GTranslate provides an easy way to access languages through the Language
class. A Language
object contains the English name, native name, ISO 639-1 code, ISO 639-3 code and the supported services (translation engines).
To get a Language
object from its ISO 639-1 code, use the Language.GetLanguage
or Language.TryGetLanguage
methods. If the language was not found Language.GetLanguage
will throw an exception and Language.TryGetLanguage
will simply return false
.
A language can also be obtained through its English/native name, ISO-6393 code and some aliases (like zh-Hans
or zh-Hant
).
using GTranslate;
var french = Language.GetLanguage("fr"); // Get the French language
string input = Console.ReadLine();
if (Language.TryGetLanguage(input, out var language)
{
// Use language from input
}
GTranslate exposes the complete list of languages through a language dictionary class LanguageDictionary
which can be accessed through Language.LanguageDictionary
.
It is essentially a read-only dictionary of ISO 639-1 codes and their respective languages.
Calling TranslateAsync
returns an object deriving from ITranslationResult
. It contains the translation, souce text, service, source language and target language.

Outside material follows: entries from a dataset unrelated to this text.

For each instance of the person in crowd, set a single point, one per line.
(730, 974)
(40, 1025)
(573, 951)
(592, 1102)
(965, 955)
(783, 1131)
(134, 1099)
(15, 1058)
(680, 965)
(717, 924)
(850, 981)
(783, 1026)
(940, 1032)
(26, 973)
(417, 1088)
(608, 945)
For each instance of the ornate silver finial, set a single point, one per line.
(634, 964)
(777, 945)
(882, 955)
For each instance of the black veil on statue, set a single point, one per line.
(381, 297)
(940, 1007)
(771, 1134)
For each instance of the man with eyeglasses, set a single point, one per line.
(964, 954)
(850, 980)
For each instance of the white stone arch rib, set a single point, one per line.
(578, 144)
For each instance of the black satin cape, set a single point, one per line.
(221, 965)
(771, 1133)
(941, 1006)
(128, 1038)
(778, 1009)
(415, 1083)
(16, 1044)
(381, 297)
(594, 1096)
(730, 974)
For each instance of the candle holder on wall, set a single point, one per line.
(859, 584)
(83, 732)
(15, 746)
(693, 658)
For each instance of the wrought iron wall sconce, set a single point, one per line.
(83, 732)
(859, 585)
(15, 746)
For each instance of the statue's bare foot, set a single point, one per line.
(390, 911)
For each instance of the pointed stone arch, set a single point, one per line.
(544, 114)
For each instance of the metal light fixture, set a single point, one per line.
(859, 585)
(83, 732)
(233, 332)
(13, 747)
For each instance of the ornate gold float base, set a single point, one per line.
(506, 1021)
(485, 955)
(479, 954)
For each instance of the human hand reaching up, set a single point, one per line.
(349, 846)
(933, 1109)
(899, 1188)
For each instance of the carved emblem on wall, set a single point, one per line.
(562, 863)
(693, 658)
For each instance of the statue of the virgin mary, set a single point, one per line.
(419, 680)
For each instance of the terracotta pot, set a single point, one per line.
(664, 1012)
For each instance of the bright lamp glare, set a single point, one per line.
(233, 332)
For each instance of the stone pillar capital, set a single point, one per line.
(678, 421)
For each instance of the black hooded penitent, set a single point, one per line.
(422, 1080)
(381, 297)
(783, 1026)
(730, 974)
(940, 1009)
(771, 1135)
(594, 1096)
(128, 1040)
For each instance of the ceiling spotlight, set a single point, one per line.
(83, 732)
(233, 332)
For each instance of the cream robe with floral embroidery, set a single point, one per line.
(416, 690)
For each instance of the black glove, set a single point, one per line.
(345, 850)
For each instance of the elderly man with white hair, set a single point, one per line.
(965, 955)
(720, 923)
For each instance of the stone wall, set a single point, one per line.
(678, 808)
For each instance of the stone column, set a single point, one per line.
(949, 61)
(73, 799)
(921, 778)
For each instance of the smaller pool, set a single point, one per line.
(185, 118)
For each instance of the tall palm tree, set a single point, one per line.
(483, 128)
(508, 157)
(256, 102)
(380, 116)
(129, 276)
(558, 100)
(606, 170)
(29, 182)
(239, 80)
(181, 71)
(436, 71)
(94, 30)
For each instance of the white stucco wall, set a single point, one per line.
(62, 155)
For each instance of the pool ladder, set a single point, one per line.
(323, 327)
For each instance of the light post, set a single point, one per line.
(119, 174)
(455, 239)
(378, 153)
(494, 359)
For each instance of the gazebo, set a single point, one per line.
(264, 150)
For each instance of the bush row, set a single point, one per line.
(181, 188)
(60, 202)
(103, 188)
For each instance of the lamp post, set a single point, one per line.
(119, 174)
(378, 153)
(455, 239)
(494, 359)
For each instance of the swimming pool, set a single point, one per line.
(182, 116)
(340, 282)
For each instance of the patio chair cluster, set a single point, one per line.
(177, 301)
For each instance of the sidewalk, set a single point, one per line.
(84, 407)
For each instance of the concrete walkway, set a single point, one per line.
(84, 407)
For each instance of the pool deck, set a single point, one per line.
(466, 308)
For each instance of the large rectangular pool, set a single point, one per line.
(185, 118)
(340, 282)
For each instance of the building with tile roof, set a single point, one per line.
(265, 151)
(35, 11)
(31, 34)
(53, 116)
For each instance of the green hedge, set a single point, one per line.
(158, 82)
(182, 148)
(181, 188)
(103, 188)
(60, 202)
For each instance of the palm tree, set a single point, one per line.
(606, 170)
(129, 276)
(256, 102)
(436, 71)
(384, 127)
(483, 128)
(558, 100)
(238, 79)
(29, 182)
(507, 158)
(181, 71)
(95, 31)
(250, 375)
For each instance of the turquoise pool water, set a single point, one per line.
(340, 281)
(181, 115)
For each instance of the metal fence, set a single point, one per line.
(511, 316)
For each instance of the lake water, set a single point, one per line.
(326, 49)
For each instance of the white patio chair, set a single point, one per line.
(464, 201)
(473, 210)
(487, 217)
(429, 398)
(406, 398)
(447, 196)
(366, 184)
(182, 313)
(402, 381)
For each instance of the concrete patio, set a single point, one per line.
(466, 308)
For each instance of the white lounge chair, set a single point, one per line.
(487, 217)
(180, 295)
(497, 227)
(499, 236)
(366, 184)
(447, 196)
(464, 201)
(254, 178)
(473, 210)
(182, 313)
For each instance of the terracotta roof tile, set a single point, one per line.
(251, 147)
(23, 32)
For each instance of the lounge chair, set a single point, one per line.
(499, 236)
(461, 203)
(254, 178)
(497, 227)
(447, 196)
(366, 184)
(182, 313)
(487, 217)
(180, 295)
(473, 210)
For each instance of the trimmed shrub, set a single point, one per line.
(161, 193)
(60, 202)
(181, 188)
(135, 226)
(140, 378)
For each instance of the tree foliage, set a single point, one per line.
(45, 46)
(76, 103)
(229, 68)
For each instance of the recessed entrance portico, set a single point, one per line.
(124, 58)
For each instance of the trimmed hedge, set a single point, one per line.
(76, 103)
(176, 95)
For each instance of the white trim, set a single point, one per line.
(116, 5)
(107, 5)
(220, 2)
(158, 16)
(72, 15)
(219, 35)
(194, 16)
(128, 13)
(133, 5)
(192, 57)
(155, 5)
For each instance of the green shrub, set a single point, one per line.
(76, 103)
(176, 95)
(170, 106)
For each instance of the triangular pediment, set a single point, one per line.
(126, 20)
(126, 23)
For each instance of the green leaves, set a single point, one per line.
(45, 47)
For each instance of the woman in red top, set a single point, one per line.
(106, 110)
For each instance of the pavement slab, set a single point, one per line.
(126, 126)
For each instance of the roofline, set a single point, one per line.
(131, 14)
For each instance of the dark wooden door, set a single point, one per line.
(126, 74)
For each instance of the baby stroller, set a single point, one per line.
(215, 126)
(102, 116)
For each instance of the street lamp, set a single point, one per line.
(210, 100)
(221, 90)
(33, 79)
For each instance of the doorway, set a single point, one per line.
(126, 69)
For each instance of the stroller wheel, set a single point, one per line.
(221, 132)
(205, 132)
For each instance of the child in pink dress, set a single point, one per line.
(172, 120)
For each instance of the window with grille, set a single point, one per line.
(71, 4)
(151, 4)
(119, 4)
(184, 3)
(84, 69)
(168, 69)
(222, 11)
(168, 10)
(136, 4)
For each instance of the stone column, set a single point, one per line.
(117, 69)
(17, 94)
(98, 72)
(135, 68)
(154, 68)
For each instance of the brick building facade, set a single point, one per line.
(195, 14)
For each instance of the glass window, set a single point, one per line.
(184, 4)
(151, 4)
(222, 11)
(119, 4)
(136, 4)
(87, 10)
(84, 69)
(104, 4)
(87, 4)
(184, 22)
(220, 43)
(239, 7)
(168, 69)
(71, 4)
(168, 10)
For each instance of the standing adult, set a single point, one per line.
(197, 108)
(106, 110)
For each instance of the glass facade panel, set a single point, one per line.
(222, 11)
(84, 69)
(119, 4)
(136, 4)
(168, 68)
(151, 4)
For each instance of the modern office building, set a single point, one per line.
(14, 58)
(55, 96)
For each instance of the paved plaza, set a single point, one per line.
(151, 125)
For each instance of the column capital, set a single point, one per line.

The same applies to TransliterateAsync
and ITransliterationResult
but the transliteration is present instead of the translation.
Some translation engines will provide results with extra data in them. This extra data is exposed through properties in their concrete classes. For example, GoogleTranslationResult
from (GoogleTranslator.TranslateAsync
) will sometimes provide the confidence of the translation and the transliteration.